Aus diesem Grund sind Haltestellen meist gut versteckte Orte, die man im Zweifelsfall nicht googeln kann. Es macht also absolut Sinn, dass Haltestellen mit irreführenden Decknamen versehen sind (Sportzentrum Süd, ZOB, Industriegebiet Nord, Masurenallee). Damit fängt es aber gerade erst an. Was, wenn die Haltestelle im regionalen Streckennetz gar nicht existiert? Der Zubringer in die entlegensten Winkel der Vorstadt abbiegt und durch das geöffnete Fenster ein Hauch von Bandenkrieg weht? Der Fernbusfahrer muss mit allem klarkommen, um seine Tauglichkeit zu beweisen. Wer hier schon schwächelt, übersteht die Fahrt erst recht nicht.

Je näher, desto Rucksack

Manchmal habe ich Glück: Ich treffe auf dem Fußweg von Bummelbus A zu Bummelbahn B einen ähnlich verschwitzten Menschen mit Terrorblick. Kurzer Blickwechsel, Kopfnicken: Ja, wir haben dasselbe Ziel. Ab jetzt bilden wir eine kleine Fernbuskompanie. Gemeinsam kämpfen wir uns durch das undurchsichtige Streckennetz, die Verwirrung und das Funkloch. Auch wenn wir immer noch nicht richtig wissen, wo wir lang müssen, sind wir dabei wenigstens zu zweit.

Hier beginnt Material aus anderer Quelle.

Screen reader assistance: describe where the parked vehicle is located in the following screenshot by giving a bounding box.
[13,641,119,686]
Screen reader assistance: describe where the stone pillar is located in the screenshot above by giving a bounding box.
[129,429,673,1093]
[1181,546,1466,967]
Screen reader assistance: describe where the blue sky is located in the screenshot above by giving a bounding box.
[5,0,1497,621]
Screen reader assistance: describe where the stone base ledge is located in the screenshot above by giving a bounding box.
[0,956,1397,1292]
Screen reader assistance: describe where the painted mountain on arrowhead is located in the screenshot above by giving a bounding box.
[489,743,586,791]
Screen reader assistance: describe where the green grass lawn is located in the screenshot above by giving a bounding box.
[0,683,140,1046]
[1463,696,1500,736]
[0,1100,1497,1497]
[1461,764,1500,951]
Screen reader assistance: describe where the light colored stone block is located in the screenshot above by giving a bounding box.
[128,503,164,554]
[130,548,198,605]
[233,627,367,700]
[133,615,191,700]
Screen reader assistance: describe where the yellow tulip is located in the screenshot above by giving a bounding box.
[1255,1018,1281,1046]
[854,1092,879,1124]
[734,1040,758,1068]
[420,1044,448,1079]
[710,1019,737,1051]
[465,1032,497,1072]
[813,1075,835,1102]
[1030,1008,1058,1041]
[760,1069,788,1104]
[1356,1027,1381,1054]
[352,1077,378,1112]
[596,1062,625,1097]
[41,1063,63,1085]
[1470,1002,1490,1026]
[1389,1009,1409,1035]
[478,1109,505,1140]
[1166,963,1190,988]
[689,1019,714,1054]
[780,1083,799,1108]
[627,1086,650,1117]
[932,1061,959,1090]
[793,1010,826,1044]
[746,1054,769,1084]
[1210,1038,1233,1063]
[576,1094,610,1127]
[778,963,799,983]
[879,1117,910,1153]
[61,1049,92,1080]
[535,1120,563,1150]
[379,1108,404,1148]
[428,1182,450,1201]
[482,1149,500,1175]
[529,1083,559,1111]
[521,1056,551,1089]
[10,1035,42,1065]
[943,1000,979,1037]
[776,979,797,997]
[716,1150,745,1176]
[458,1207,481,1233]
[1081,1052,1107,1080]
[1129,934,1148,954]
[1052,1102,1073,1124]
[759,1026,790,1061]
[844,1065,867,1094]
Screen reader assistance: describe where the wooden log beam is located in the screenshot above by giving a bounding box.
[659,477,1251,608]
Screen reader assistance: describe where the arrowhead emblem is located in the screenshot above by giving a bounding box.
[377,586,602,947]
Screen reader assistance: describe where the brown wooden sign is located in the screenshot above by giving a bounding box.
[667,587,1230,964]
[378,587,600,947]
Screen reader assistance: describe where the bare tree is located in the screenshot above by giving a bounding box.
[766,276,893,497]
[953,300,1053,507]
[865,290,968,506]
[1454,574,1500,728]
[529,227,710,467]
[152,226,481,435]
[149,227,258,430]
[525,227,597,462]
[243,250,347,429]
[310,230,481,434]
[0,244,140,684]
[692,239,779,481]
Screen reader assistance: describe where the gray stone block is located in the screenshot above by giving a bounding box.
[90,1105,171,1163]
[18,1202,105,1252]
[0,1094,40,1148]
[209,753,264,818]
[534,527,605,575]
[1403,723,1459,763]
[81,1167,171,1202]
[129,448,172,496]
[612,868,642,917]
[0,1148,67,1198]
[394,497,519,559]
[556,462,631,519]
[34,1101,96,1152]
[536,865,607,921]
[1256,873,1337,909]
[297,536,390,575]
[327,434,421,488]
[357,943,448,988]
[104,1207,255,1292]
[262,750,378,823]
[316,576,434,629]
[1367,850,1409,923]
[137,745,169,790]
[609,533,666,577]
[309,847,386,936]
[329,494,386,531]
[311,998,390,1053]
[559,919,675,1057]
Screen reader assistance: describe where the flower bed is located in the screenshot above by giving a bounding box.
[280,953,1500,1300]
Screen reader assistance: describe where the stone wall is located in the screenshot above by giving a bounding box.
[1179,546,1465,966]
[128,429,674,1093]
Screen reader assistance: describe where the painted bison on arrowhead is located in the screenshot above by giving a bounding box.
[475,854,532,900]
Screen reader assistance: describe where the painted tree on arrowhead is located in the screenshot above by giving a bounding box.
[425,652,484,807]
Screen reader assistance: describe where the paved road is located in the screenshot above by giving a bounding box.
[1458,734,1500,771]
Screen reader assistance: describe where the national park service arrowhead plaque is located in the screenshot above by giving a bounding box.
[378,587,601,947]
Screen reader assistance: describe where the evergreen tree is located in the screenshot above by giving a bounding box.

Dass wir zumindest grob richtig sind, merken wir meistens ein paar Haltestellen vorher an zunehmender Rucksackdichte: Menschen wie wir, die sich mit überladenen Rucksäcken und tellergroßen Schweißflecken wackelnd an eine Halteschlaufe der Tram klammern. Auch hier Blickwechsel, Kopfnicken: Ja, wir haben dasselbe Ziel. Mit der Größe der Fernbuskompanie wächst das Vertrauen in die eigenen Navigationsfähigkeiten wieder: Wenn wir alle hier sind, können wir ja schon mal nicht ganz falsch sein. Aber Schwarmintelligenz kann auch ihre Tücken haben.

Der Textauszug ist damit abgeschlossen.